Bug 2058369

Summary: WARNING due to invalid error code from smb2_get_enc_key, followed by crash
Product: Red Hat Enterprise Linux 8 Reporter: Frank Sorenson <fsorenso>
Component: kernelAssignee: Ronnie Sahlberg <lsahlber>
kernel sub component: CIFS QA Contact: xiaoli feng <xifeng>
Status: CLOSED ERRATA Docs Contact:
Severity: high    
Priority: unspecified CC: ddouwsma, dostwal, dwysocha, lsahlber, mmilgram, xzhou
Version: 8.5Keywords: Patch, Triaged, ZStream
Target Milestone: rc   
Target Release: 8.7   
Hardware: Unspecified   
OS: Unspecified   
Whiteboard:
Fixed In Version: kernel-4.18.0-381.el8 Doc Type: If docs needed, set a value
Doc Text:
Story Points: ---
Clone Of:
: 2344658 (view as bug list) Environment:
Last Closed: 2022-11-08 10:22:27 UTC Type: Bug
Regression: --- Mount Type: ---
Documentation: --- CRM:
Verified Versions: Category: ---
oVirt Team: --- RHEL 7.3 requirements from Atomic Host:
Cloudforms Team: --- Target Upstream Version:
Embargoed:
Bug Depends On:    
Bug Blocks: 2344658    

Description Frank Sorenson 2022-02-24 18:28:06 UTC
Description of problem:

A kernel WARNING due to invalid error code returned by smb2_get_enc_key, followed quickly by a NULL pointer dereference.

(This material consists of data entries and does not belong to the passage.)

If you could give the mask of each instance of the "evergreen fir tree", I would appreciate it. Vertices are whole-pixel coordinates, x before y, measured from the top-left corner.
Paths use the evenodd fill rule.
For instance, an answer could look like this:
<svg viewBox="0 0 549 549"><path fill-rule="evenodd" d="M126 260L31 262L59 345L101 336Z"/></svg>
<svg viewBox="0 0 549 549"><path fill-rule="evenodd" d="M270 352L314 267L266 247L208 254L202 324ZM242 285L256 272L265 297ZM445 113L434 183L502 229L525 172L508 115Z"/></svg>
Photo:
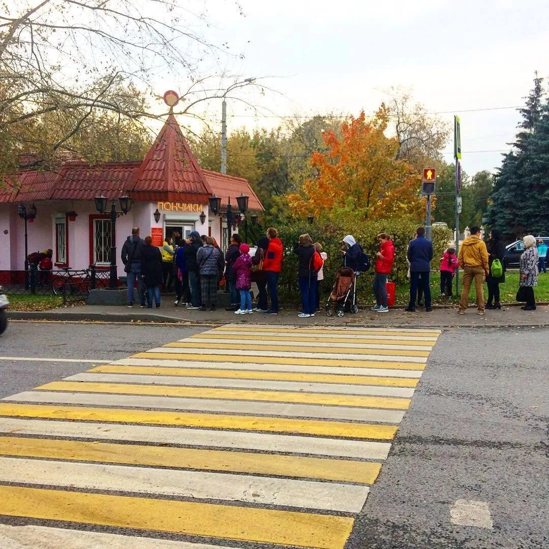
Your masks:
<svg viewBox="0 0 549 549"><path fill-rule="evenodd" d="M485 218L508 239L549 234L549 102L542 79L519 109L523 121L514 150L503 156Z"/></svg>

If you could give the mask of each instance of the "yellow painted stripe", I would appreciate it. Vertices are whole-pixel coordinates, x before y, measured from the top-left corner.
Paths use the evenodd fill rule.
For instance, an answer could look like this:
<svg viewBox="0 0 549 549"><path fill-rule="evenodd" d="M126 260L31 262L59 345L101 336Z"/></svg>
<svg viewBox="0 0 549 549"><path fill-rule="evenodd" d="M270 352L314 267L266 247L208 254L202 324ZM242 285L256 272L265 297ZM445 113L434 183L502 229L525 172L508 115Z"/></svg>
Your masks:
<svg viewBox="0 0 549 549"><path fill-rule="evenodd" d="M150 465L372 484L381 463L222 450L0 437L0 455Z"/></svg>
<svg viewBox="0 0 549 549"><path fill-rule="evenodd" d="M286 356L235 356L209 355L206 352L138 352L131 358L166 358L208 362L238 362L243 364L294 364L301 366L341 366L343 368L384 368L387 369L424 370L423 362L398 362L388 360L345 360L336 358L304 358Z"/></svg>
<svg viewBox="0 0 549 549"><path fill-rule="evenodd" d="M0 486L0 515L318 549L343 549L354 522L311 513L13 486Z"/></svg>
<svg viewBox="0 0 549 549"><path fill-rule="evenodd" d="M0 403L0 416L266 431L350 439L388 440L395 436L397 430L396 425L346 423L339 421L3 402Z"/></svg>
<svg viewBox="0 0 549 549"><path fill-rule="evenodd" d="M210 332L215 332L223 330L231 330L232 332L292 332L298 334L334 334L337 335L339 334L349 334L352 335L377 335L382 337L384 335L403 335L408 337L416 336L418 337L425 338L438 338L440 335L440 332L434 330L429 332L401 332L398 330L384 330L377 331L376 330L357 330L357 329L346 329L341 328L340 329L334 328L301 328L299 326L266 326L263 327L256 326L233 326L232 325L221 326L219 328L214 328L209 330Z"/></svg>
<svg viewBox="0 0 549 549"><path fill-rule="evenodd" d="M273 330L276 331L276 330ZM310 341L311 343L313 343L314 341L312 340L312 338L310 336L305 336L304 337L298 337L295 336L290 335L261 335L260 336L261 341ZM219 339L227 339L233 340L236 339L238 341L242 340L242 335L236 335L234 334L217 334L212 333L211 332L208 332L203 334L195 334L194 335L192 335L191 338L195 339L211 339L212 338L215 338ZM189 339L191 339L189 338ZM425 347L432 348L435 341L423 341L420 340L419 341L417 341L414 339L373 339L372 338L361 338L360 339L348 339L344 338L330 338L329 339L319 339L319 342L322 342L323 343L354 343L354 344L360 344L360 343L367 343L369 344L376 344L376 345L421 345Z"/></svg>
<svg viewBox="0 0 549 549"><path fill-rule="evenodd" d="M348 383L355 385L415 387L414 378L375 377L330 374L293 373L291 372L262 372L254 370L211 369L205 368L166 368L161 366L125 366L110 364L97 366L88 372L109 374L146 374L151 376L181 376L188 377L225 378L235 379L265 379L296 381L310 383Z"/></svg>
<svg viewBox="0 0 549 549"><path fill-rule="evenodd" d="M258 391L245 389L217 389L169 385L142 385L131 383L103 383L77 381L54 381L37 387L42 391L71 393L102 393L120 395L148 395L198 399L227 399L260 402L319 404L323 406L356 406L360 408L387 408L406 410L410 399L290 391ZM250 411L253 411L250 408Z"/></svg>
<svg viewBox="0 0 549 549"><path fill-rule="evenodd" d="M167 343L163 347L177 347L184 349L186 348L196 348L201 344L187 341L174 341L173 343ZM213 349L238 349L244 351L268 351L276 352L277 351L294 351L295 352L328 352L340 355L389 355L390 356L429 356L428 351L403 351L400 349L350 349L348 347L297 347L292 345L272 345L266 347L263 345L249 344L248 343L215 343L209 344Z"/></svg>

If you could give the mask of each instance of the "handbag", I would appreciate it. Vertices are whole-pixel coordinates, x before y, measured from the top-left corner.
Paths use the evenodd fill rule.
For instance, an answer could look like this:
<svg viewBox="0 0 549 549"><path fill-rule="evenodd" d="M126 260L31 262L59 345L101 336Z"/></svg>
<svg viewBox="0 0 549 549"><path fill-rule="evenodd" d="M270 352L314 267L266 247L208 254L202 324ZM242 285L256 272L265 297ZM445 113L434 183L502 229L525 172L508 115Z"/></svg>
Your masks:
<svg viewBox="0 0 549 549"><path fill-rule="evenodd" d="M525 286L519 286L518 291L517 292L517 301L526 301L526 287Z"/></svg>

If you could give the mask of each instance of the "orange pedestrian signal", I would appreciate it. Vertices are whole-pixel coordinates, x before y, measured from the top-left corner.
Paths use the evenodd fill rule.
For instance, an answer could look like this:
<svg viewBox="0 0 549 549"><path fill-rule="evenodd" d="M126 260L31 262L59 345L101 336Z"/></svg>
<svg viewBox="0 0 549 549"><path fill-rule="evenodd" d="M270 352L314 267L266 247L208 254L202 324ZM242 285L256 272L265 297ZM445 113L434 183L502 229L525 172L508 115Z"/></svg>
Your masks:
<svg viewBox="0 0 549 549"><path fill-rule="evenodd" d="M434 168L426 168L423 170L424 181L434 181L436 179L436 175Z"/></svg>

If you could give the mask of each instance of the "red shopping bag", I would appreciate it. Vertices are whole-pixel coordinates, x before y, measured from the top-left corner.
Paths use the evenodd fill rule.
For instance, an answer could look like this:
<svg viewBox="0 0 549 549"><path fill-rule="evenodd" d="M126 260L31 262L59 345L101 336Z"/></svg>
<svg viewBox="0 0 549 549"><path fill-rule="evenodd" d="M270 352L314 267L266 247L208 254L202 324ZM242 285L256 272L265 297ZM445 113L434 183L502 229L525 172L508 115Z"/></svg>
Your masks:
<svg viewBox="0 0 549 549"><path fill-rule="evenodd" d="M396 293L396 283L395 282L388 282L387 288L387 305L389 307L393 307L395 305L395 294Z"/></svg>

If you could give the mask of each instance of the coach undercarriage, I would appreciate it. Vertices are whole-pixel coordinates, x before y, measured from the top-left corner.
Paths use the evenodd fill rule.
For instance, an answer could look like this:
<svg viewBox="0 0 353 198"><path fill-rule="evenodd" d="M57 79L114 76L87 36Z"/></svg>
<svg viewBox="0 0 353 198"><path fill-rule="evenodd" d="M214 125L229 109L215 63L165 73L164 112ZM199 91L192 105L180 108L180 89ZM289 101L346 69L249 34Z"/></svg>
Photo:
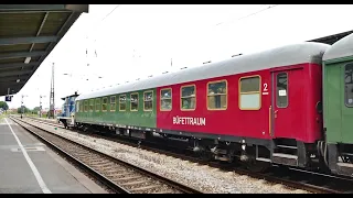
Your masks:
<svg viewBox="0 0 353 198"><path fill-rule="evenodd" d="M195 138L146 131L113 125L76 124L83 131L109 132L117 135L145 141L178 142L180 148L193 151L197 156L207 161L222 161L226 163L242 163L247 168L261 172L271 164L293 167L318 167L323 160L317 153L317 145L304 144L296 140L275 139L271 144L261 145L240 141L223 141L220 139ZM352 160L352 158L351 158Z"/></svg>

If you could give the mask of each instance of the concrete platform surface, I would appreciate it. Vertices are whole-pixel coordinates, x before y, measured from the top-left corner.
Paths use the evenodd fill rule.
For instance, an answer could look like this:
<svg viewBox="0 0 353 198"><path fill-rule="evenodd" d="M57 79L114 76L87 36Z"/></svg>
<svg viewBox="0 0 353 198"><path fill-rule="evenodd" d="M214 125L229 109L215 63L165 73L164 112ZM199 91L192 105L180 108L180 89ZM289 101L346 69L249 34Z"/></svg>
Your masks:
<svg viewBox="0 0 353 198"><path fill-rule="evenodd" d="M9 118L0 119L0 194L106 194Z"/></svg>

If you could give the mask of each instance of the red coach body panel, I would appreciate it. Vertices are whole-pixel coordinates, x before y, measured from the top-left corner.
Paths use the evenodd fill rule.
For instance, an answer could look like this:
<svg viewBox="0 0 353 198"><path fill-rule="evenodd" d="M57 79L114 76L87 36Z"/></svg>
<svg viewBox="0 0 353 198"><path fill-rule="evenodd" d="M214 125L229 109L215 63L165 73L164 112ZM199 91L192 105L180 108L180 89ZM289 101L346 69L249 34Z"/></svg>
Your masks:
<svg viewBox="0 0 353 198"><path fill-rule="evenodd" d="M299 64L159 87L157 89L157 127L195 133L256 139L287 138L314 142L321 138L320 124L317 121L320 116L315 111L315 103L321 99L320 69L319 65ZM274 106L276 105L276 92L274 92L276 91L276 74L280 72L288 73L289 81L288 107L282 109ZM260 76L260 109L240 110L239 79L255 75ZM227 80L227 109L207 110L207 82L224 79ZM181 110L181 87L186 85L196 86L195 110ZM172 88L171 111L160 110L160 91L163 88ZM278 110L277 118L275 118L276 110ZM179 122L175 120L178 118ZM192 124L183 118L202 118L205 122Z"/></svg>

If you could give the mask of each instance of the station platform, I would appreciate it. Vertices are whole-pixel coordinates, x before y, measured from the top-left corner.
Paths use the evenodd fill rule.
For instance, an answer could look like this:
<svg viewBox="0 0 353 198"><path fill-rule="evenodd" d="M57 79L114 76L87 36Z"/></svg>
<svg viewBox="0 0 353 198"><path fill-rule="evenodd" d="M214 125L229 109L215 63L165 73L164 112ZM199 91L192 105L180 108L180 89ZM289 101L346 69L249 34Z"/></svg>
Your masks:
<svg viewBox="0 0 353 198"><path fill-rule="evenodd" d="M0 119L0 194L107 194L34 135Z"/></svg>

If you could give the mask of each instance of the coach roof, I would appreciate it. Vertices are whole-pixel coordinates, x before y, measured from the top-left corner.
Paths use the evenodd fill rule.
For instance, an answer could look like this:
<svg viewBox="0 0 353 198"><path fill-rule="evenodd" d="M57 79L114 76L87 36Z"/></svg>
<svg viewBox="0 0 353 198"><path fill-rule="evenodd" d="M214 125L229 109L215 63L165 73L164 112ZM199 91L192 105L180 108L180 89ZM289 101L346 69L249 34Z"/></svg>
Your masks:
<svg viewBox="0 0 353 198"><path fill-rule="evenodd" d="M324 53L322 59L335 59L340 57L353 56L353 34L346 35L340 41L335 42Z"/></svg>
<svg viewBox="0 0 353 198"><path fill-rule="evenodd" d="M302 63L321 63L322 55L330 45L314 42L287 45L259 53L240 55L231 59L191 67L152 78L83 94L76 100L109 96L136 90L145 90L174 84L228 76Z"/></svg>

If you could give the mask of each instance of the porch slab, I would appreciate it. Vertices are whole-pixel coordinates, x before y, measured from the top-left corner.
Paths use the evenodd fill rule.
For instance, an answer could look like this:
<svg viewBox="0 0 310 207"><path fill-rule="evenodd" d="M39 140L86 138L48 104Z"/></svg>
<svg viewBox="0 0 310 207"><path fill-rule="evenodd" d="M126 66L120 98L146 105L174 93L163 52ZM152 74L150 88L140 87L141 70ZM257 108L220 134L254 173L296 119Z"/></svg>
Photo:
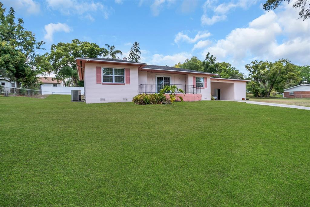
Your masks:
<svg viewBox="0 0 310 207"><path fill-rule="evenodd" d="M167 98L170 97L169 94L164 94ZM178 94L178 96L181 96L183 98L183 100L184 101L198 101L201 100L201 94ZM181 100L178 97L176 97L176 100L180 101Z"/></svg>

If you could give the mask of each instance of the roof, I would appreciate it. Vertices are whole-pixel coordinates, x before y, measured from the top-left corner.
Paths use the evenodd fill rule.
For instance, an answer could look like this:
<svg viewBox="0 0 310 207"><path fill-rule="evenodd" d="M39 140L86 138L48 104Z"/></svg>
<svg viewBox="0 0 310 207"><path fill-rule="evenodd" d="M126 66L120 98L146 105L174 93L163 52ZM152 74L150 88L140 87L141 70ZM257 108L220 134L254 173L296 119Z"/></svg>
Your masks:
<svg viewBox="0 0 310 207"><path fill-rule="evenodd" d="M105 62L127 62L128 63L131 63L135 64L139 64L140 65L147 65L146 63L143 63L143 62L134 62L134 61L130 61L129 60L119 60L118 59L114 59L112 58L75 58L76 60L84 60L86 61L89 60L93 60L95 61L101 61Z"/></svg>
<svg viewBox="0 0 310 207"><path fill-rule="evenodd" d="M169 66L162 66L160 65L147 65L142 68L143 69L152 69L153 70L164 70L170 71L176 71L179 72L185 72L195 73L201 73L211 75L212 76L216 76L217 74L208 73L204 71L199 71L193 70L189 70L185 68L182 68L174 67L170 67Z"/></svg>
<svg viewBox="0 0 310 207"><path fill-rule="evenodd" d="M38 83L42 82L43 83L60 83L59 80L53 80L54 78L48 78L44 77L39 77Z"/></svg>
<svg viewBox="0 0 310 207"><path fill-rule="evenodd" d="M287 90L288 89L290 89L291 88L295 88L295 87L298 87L301 85L307 85L308 86L310 86L310 84L307 84L306 83L303 83L302 84L300 84L300 85L295 85L294 86L293 86L292 87L291 87L290 88L287 88L286 89L284 89L284 90Z"/></svg>
<svg viewBox="0 0 310 207"><path fill-rule="evenodd" d="M241 79L231 79L230 78L212 78L212 77L210 78L218 80L237 80L239 81L246 81L247 82L250 81L250 80L244 80Z"/></svg>

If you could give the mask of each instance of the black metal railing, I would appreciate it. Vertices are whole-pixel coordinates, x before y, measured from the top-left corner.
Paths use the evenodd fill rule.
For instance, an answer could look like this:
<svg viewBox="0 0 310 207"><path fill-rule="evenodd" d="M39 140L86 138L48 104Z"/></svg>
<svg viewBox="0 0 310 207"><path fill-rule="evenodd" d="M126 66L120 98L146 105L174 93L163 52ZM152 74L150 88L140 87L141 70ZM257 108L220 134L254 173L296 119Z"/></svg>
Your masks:
<svg viewBox="0 0 310 207"><path fill-rule="evenodd" d="M199 94L201 93L201 87L193 85L183 84L170 84L176 86L178 89L182 89L185 94ZM161 89L164 88L167 84L143 84L139 85L139 93L153 94L159 93Z"/></svg>

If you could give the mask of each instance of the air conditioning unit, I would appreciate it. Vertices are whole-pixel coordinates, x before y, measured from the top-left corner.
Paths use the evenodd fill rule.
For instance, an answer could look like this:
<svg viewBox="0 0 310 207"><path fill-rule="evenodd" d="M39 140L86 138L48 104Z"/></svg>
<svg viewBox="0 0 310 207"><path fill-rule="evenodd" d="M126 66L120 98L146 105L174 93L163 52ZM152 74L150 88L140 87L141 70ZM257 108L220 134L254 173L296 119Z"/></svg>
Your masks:
<svg viewBox="0 0 310 207"><path fill-rule="evenodd" d="M81 90L71 90L71 101L82 101L81 97Z"/></svg>

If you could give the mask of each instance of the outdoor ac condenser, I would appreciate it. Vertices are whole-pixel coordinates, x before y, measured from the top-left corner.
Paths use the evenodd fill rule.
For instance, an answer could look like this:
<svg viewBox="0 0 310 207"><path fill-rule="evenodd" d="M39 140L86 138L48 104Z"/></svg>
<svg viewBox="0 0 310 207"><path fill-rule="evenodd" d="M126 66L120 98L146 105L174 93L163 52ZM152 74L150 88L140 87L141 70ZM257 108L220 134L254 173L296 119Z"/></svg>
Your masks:
<svg viewBox="0 0 310 207"><path fill-rule="evenodd" d="M71 90L71 101L82 101L81 97L81 90Z"/></svg>

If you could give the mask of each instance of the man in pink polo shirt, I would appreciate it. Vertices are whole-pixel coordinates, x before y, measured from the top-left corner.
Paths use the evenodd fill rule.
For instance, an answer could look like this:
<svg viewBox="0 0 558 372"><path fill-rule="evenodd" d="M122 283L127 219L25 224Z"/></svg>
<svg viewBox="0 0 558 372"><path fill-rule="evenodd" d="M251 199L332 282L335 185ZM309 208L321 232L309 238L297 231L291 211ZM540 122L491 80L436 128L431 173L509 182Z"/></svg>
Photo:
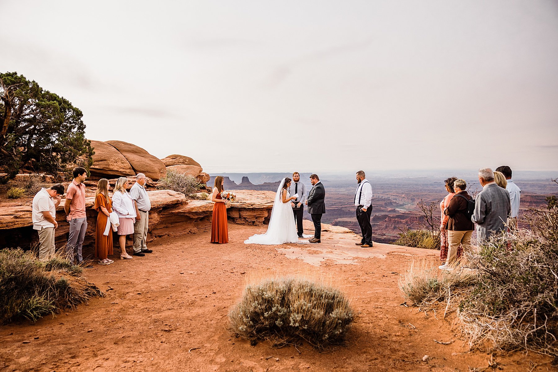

The kernel warning matches a warning found and resolved upstream in the following commit:

commit 83728cbf366e334301091d5b808add468ab46b27
Author: Paul Aurich <paul>
Date:   2021-04-13 14:25:27 -0700

    cifs: Return correct error code from smb2_get_enc_key
    
    Avoid a warning if the error percolates back up:
    
    [440700.376476] CIFS VFS: \\otters.example.com crypt_message: Could not get encryption key
    [440700.386947] ------------[ cut here ]------------
    [440700.386948] err = 1
    [440700.386977] WARNING: CPU: 11 PID: 2733 at /build/linux-hwe-5.4-p6lk6L/linux-hwe-5.4-5.4.0/lib/errseq.c:74 errseq_set+0x5c/0x70
    ...
    [440700.397304] CPU: 11 PID: 2733 Comm: tar Tainted: G           OE     5.4.0-70-generic #78~18.04.1-Ubuntu
    ...
    [440700.397334] Call Trace:
    [440700.397346]  __filemap_set_wb_err+0x1a/0x70
    [440700.397419]  cifs_writepages+0x9c7/0xb30 [cifs]
    [440700.397426]  do_writepages+0x4b/0xe0
    [440700.397444]  __filemap_fdatawrite_range+0xcb/0x100
    [440700.397455]  filemap_write_and_wait+0x42/0xa0
    [440700.397486]  cifs_setattr+0x68b/0xf30 [cifs]
    [440700.397493]  notify_change+0x358/0x4a0
    [440700.397500]  utimes_common+0xe9/0x1c0
    [440700.397510]  do_utimes+0xc5/0x150
    [440700.397520]  __x64_sys_utimensat+0x88/0xd0
    
    Fixes: 61cfac6f267d ("CIFS: Fix possible use after free in demultiplex thread")
    Signed-off-by: Paul Aurich <paul>
    CC: stable.org
    Signed-off-by: Steve French <stfrench>


It is unclear whether the crash is directly related to the earlier warning, however it followed very shortly after the warning, and cannot be ruled out.

[735580.840999] ---[ end trace 06621dc5d043e510 ]---
[735581.250444] BUG: unable to handle kernel NULL pointer dereference at 0000000000000098
[735581.252976] PGD 0 P4D 0 
[735581.255018] Oops: 0000 [#1] SMP PTI
[735581.257608] CPU: 5 PID: 1567 Comm: cifsd Kdump: loaded Tainted: G        W        --------- -  - 4.18.0-348.7.1.el8_5.x86_64 #1

[735581.270029] RIP: 0010:smb2_writev_callback+0x49/0x3a0 [cifs]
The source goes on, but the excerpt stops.